En los confines de Gijón, ahí donde lindamos con Villaviciosa, a unos metros de la rotonda de Quintes, se inició la invasión marciana. Era el de 2017 un verano extremadamente cálido, abrasador incluso, los humanos habían empezado a tener comportamientos paranoides, abducidos por una luz inusualmente cegadora y los alienígenas, tras años de minuciosa observación, consideraron llegado el momento de conquistar la Tierra partiendo de una prueba de fuego que espoleara su plan invasor:tomar Gijón, la fortaleza histórica del cilúrnigo, el oriciu y el babayu sabelotodo. Si la misión tenía éxito, maquinaron, lo demás sería pan comido. Así fue cómo depositaron una noche las dos primeras máquinas de guerra. Tres días después, nadie había mirado para ellas: ni los conductores ni los vecinos ni la Guardia Civil, siquiera.

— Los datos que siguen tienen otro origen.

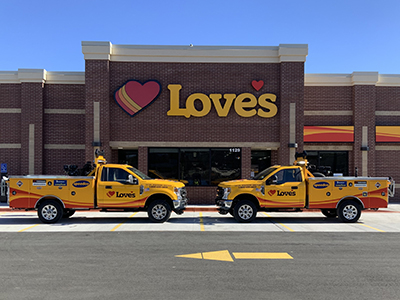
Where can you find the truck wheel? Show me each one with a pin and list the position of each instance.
(68, 213)
(159, 211)
(50, 211)
(329, 213)
(349, 211)
(245, 211)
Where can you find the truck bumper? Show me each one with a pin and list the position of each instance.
(223, 205)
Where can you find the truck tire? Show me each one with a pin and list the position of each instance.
(349, 211)
(68, 213)
(159, 211)
(50, 211)
(329, 213)
(245, 211)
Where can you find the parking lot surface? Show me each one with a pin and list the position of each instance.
(202, 219)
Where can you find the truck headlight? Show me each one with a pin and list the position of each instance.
(227, 191)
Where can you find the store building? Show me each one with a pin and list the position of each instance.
(200, 114)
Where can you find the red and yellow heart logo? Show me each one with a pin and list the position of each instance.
(133, 96)
(257, 85)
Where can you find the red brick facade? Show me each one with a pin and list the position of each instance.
(47, 124)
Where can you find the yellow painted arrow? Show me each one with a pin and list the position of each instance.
(215, 255)
(224, 255)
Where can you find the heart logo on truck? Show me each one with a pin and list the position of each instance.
(133, 96)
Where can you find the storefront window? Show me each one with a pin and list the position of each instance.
(328, 162)
(129, 157)
(163, 163)
(195, 166)
(225, 165)
(260, 160)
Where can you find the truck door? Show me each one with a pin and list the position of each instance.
(114, 190)
(285, 188)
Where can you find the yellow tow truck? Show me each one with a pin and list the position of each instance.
(293, 188)
(108, 187)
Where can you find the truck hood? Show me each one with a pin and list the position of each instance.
(171, 183)
(241, 182)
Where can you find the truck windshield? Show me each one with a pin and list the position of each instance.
(138, 173)
(265, 173)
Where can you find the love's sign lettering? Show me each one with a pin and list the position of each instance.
(244, 104)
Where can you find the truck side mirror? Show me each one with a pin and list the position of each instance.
(132, 180)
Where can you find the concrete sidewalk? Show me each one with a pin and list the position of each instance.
(393, 207)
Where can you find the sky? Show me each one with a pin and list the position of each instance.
(343, 36)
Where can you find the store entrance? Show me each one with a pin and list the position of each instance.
(329, 163)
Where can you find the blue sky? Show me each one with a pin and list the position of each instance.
(342, 36)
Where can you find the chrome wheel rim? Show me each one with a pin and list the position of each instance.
(49, 212)
(159, 212)
(245, 212)
(350, 212)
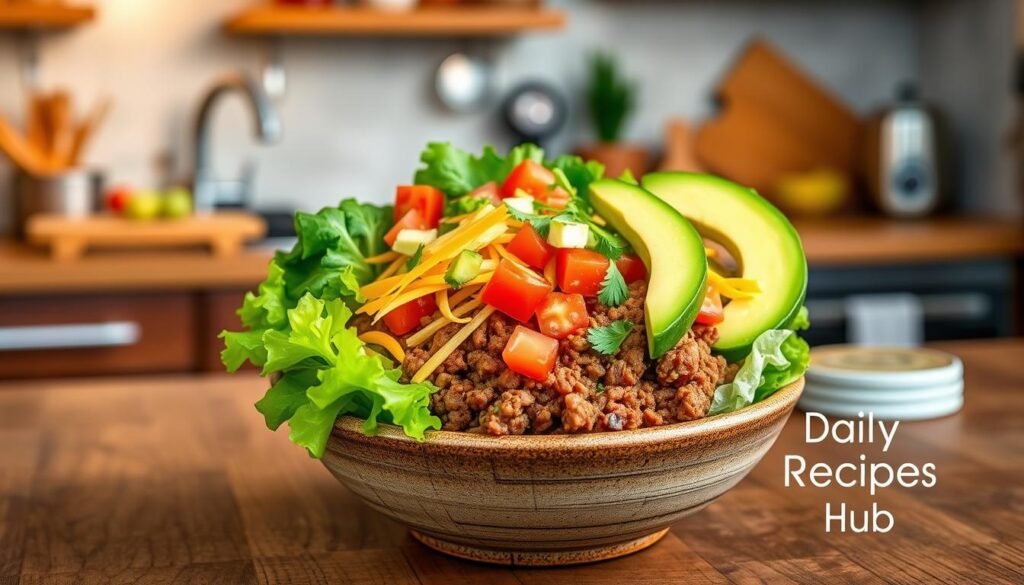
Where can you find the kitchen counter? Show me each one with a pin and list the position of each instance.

La confusión, pensaron los bichos rojos, jugaba a su favor. Tras la novela de Herbert George Welles (1898), el programa radiofónico de Orson Welles (1936), el cine (1953 y 2005), la música de Jeff Wayne (1978) e incluso los videojuegos (1998) de ‘La guerra de los mundos’ los humanos no se iban a tomar en serio el desembarco de otra vida en la Tierra. Lo considerarían algo asociado a la ‘ciencia ficción’, de modo que cuando quisieran reaccionar ya sería demasiado tarde.Ni la torre de El Musel ni la del aeropuerto de Santiago del Monte notaron nada raro aquella palpitante noche de julio en la que de una nave giratoria se desprendieron dos artefactos de guerra en la rotonda de Quintes. En los días sucesivos, ya no eran dos, sino cientos, miles;con el grueso del ejército mariano instalado en un páramo llamado ‘Zalia’, vacío, llano y a tiro de las principales ciudades astures.
Cuando las máquinas irrumpieron en San Lorenzo aquel domingo de canícula reinó la confusión, tal y como preveían sus satánicas majestades del espacio. Los bañistas empezaron a señalarlas y a preguntarse:¿Esto ye del Festival Aéreo? El primer cañón apuntó, lanzó su rayo y dejó carbonizado, pero vivo, al primer playu que pilló por banda. La parroquia tomó el caso como una exhibición de bronceado instantáneo, un espectáculo extra del verano gijonés que permitía acortar con rapidez la fase de tostado corporal. Cuando los marcianos se quisieron dar cuenta, había una larga cola en el arenal para recibir su descarga. «Apunta bien, gallu», decía el segundo mirando a la sala de mandos. Todo el plan se había ido al garete. Su arma letal resultaba inocua en esta aldea celta poblada por extraños seres ajenos a cualquier manifestación de terror. Un marciano decidió asomarse desde su atalaya a ver si desataba el pánico, pero solo logró una llamada de atención por megafonía:«El roxu esi que vaya al botiquín pa que le echen crema». Si en sus anteriores ataques a la Tierra fueron las bacterias su peor enemigo, esta vez habían dado con un fenómeno imprevisto: el playu. La orden de evacuación fue inmediata.